Data 624 HW 4

3.1 The UC Irvine Machine Learning Repository contains a dataset related to glass identification. The dataset consists of 214 glass samples labeled as one of seven class categories. There are nine predictors, including the refractive index (RI) and percentages of eight elements: Na, Mg, Al, Si, K, Ca, Ba, and Fe. This dataset will be used to explore the distribution of predictor variables, identify outliers, and investigate transformations that may improve a classification model.

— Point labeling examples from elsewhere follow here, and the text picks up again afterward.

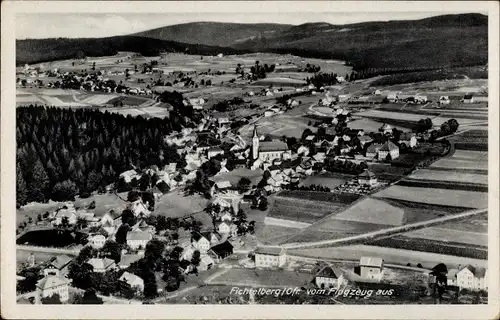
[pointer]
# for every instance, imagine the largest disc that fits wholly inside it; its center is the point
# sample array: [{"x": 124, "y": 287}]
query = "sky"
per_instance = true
[{"x": 72, "y": 25}]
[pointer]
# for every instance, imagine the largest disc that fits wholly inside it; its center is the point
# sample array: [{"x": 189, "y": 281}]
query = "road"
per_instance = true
[{"x": 383, "y": 232}]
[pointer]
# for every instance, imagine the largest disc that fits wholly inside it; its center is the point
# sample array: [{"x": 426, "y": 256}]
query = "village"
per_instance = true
[{"x": 246, "y": 171}]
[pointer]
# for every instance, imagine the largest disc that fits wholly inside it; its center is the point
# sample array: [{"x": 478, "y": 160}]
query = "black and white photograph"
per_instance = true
[{"x": 251, "y": 156}]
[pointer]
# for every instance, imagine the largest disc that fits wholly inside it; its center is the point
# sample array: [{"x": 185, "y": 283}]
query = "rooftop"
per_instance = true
[
  {"x": 371, "y": 262},
  {"x": 275, "y": 251}
]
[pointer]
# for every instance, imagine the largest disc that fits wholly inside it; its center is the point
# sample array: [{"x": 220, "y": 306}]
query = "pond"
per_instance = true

The data can be accessed via:

library(mlbench)
data(Glass)
str(Glass)

## 'data.frame':    214 obs. of  10 variables:
##  $ RI  : num  1.52 1.52 1.52 1.52 1.52 ...
##  $ Na  : num  13.6 13.9 13.5 13.2 13.3 ...
##  $ Mg  : num  4.49 3.6 3.55 3.69 3.62 3.61 3.6 3.61 3.58 3.6 ...
##  $ Al  : num  1.1 1.36 1.54 1.29 1.24 1.62 1.14 1.05 1.37 1.36 ...
##  $ Si  : num  71.8 72.7 73 72.6 73.1 ...
##  $ K   : num  0.06 0.48 0.39 0.57 0.55 0.64 0.58 0.57 0.56 0.57 ...
##  $ Ca  : num  8.75 7.83 7.78 8.22 8.07 8.07 8.17 8.24 8.3 8.4 ...
##  $ Ba  : num  0 0 0 0 0 0 0 0 0 0 ...
##  $ Fe  : num  0 0 0 0 0 0.26 0 0 0 0.11 ...
##  $ Type: Factor w/ 6 levels "1","2","3","5",..: 1 1 1 1 1 1 1 1 1 1 ...

a. Using visualizations, explore the predictor variables to understand their distributions as well as the relationships between predictors.

First lets examine the overall distribution of the glass type variable.

ggplot(Glass, aes(x = Type)) +
  geom_bar(fill = "lightpink2", color = "black") +
  labs(
    title = "Distribution by Type of Glass",
    x = "Glass Type",
    y = "Count",
    caption = "UCI Machine Learning Repository"
  ) +
  coord_flip() +
  theme_minimal()

The dataset shows an uneven distribution of glass types, with Types 1 and 2 being the most common and Types 5, 6, and 7 appearing much less frequently. This imbalance could make it harder for a model to accurately classify the less common types. If classification is the goal, techniques like resampling or class weighting may help improve performance. How about the distribution of the predictors?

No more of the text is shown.